The benefits of free public higher education are many and creating such a system would be economically viable without any increase in taxes. But while the economic challenge is easily surmountable, the political challenge, the struggle against the bipartisan policies of austerity and privatization, will be much more substantial. Although the vast majority of Americans, (79% according to Gallup) believe that higher education is unaffordable, and though some politicians say they support measures to make higher education free, it is unlikely that such proposals will stand much of a chance in the U.S. Congress or state legislatures unless there is a mass movement in support of them. Like in all struggles for social progress and change, we cannot sit idly by and expect those in power to do the right thing. This movement will have to begin at the grass roots, with the students who are most directly affected by skyrocketing tuition, and build out from there to engage with larger communities of workers, parents, and the poor. Over the last four or five years there have been several high profile mass student protests from London to New York City against cuts to higher education and increases to tuition and fees—a clear sign that students are fed up.
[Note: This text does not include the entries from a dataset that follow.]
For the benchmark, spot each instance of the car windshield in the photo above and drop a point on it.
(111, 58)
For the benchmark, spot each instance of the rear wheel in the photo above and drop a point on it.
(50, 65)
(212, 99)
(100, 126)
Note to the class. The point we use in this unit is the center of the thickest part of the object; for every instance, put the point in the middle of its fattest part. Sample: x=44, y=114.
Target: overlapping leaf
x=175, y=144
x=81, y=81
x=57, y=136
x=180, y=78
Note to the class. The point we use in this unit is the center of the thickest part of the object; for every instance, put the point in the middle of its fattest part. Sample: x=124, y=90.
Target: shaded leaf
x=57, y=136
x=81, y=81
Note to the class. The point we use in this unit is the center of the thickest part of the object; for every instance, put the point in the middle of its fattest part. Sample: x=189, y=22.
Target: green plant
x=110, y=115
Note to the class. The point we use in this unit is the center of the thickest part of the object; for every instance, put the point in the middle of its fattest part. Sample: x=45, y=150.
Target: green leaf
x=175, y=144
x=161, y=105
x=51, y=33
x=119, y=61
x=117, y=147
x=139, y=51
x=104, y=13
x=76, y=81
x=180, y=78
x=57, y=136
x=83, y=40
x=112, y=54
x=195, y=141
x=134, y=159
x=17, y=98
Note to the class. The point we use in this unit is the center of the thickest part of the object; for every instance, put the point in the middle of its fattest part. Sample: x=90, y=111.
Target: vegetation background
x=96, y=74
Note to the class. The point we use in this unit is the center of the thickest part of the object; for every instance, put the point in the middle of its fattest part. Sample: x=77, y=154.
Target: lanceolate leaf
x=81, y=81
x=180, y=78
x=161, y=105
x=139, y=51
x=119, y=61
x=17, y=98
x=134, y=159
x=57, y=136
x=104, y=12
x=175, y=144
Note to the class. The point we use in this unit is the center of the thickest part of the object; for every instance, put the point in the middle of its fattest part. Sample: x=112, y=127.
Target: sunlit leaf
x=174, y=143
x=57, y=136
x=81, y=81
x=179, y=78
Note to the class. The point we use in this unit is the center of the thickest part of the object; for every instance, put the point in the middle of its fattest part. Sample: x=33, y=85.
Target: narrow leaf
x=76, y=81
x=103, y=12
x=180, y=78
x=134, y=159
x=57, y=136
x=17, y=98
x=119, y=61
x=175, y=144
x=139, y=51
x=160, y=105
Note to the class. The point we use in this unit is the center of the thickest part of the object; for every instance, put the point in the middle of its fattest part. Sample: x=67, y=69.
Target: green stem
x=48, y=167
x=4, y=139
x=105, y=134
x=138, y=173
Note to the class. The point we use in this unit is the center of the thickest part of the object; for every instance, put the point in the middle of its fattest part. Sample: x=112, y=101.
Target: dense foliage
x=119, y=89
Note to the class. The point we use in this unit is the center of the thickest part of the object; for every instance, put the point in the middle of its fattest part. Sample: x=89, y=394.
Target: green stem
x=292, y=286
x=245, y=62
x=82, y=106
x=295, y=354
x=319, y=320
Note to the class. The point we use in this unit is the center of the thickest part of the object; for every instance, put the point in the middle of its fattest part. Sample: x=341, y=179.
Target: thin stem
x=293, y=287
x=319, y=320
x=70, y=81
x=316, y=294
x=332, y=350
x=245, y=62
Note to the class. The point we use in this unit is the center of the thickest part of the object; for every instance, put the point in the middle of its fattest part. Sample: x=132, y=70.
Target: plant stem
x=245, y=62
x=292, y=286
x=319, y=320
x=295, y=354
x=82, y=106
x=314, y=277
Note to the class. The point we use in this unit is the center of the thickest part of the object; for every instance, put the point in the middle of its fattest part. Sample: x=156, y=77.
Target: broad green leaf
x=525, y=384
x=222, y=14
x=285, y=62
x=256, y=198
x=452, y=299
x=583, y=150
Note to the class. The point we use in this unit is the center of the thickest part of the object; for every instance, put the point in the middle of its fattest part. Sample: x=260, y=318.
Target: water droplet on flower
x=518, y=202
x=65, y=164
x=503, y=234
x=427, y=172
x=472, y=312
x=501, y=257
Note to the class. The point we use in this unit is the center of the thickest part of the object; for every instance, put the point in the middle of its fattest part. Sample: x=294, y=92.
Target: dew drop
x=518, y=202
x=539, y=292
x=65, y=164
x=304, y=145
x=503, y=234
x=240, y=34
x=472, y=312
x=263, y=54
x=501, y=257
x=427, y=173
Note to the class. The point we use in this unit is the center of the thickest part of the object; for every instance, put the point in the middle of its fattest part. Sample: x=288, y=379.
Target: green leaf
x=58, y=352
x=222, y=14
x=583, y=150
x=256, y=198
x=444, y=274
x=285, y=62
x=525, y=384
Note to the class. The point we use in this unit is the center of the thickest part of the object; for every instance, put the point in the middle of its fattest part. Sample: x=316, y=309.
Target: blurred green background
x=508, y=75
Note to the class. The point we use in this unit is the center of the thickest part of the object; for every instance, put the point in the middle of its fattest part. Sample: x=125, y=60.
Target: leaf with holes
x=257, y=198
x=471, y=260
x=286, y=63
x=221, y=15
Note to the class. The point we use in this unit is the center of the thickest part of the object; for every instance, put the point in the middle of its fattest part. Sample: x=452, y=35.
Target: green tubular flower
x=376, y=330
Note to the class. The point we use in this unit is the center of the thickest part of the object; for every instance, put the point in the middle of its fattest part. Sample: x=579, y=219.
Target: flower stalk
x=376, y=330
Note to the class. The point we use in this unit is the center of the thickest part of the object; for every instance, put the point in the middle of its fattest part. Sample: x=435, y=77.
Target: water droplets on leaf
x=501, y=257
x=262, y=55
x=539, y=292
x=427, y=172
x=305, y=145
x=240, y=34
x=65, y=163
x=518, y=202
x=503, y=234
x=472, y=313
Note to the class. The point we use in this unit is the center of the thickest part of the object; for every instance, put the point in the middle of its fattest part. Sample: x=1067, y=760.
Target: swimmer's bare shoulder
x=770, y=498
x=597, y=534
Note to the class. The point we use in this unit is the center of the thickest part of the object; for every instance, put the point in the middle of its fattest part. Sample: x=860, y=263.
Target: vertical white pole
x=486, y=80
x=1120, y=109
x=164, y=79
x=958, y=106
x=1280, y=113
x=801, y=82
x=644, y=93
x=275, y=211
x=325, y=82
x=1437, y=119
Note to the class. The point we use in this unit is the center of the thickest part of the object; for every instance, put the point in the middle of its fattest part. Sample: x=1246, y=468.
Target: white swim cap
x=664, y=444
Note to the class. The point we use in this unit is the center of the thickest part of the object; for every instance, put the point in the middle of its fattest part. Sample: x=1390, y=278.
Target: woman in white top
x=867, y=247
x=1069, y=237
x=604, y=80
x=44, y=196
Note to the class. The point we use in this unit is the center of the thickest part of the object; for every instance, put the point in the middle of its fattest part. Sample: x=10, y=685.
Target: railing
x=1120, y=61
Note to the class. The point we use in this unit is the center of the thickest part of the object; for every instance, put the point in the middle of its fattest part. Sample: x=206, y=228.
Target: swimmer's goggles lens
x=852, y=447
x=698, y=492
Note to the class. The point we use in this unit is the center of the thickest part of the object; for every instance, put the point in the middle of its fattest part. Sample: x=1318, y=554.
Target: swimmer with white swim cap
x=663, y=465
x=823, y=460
But we have yet to see a sustained national movement for free tuition. Though it’s important that we continue to fight against future cuts and increases to tuition, it is also imperative that we begin to build a movement that demands more than merely the maintenance of the status quo. Like the movement for a $15 an hour minimum wage, we must demand more than what the system is willing to give, otherwise, we gain nothing.

To actually win this fight, however, and we can win, we will have to build a massive and sustained movement of students and educators willing to shut down their campuses and to coordinate national and state-wide actions to demand free public higher education. Are you ready?